27 zu einer Jungfrau, die einem Mann namens Joseph aus dem Hause Davids zur Ehe versprochen war; und der Name der Jungfrau war Maria. 

28 Und als er bei ihr eintrat, sprach er: „Guten Tag, du Hochbegünstigte, Jehova ist mit dir.“ 

29 Sie aber wurde bei dem Wort tief beunruhigt und begann zu überlegen, was das für ein Gruß sei. 

30 Da sagte der Engel zu ihr: „Fürchte dich nicht, Maria, denn du hast Gunst bei Gott gefunden; 

31 und siehe, du wirst in deinem Schoß empfangen und einen Sohn gebären, und du sollst ihm den Namen Jesus geben. 

32 Dieser wird groß sein und wird Sohn des Höchsten genannt werden; ... 

34 Maria aber sprach zu dem Engel: „Wie soll dies sein, da ich keinen ehelichen Verkehr mit einem Mann habe?“ 

35 Der Engel antwortete ihr und sprach: „Heiliger Geist wird über dich kommen, und Kraft des Höchsten wird dich überschatten. Darum wird auch das Geborene heilig, Gottes Sohn, genannt werden. 

38 Da sagte Maria: „Siehe! Jehovas Sklavin! Mir geschehe nach deiner Erklärung.“ Darauf schied der Engel von ihr. (Lukas, Kap. 1)

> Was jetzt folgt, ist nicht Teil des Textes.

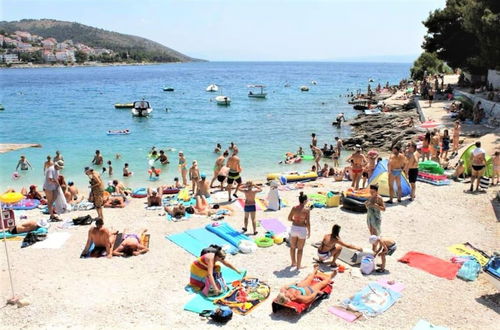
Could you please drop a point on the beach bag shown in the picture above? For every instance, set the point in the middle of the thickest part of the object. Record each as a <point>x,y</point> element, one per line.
<point>209,291</point>
<point>484,182</point>
<point>470,269</point>
<point>221,315</point>
<point>367,265</point>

Der Bote Gottes hat ihr eine Mitteilung gemacht. Das war für sie verwirrend und unwahrscheinlich, aber sie hat auf Gott vertraut, obwohl eine Schwangerschaft unter diesen Umständen schwerwiegende Folgen für sie als Jüdin hätte haben können.

Sie wurde nicht gefragt, ob sie möchte. Jehova hat ihren Herzenszustand überprüft und kam zu dem Schluss, dass sie die richtige sei. Sie war demütig und hatte Gottvertrauen.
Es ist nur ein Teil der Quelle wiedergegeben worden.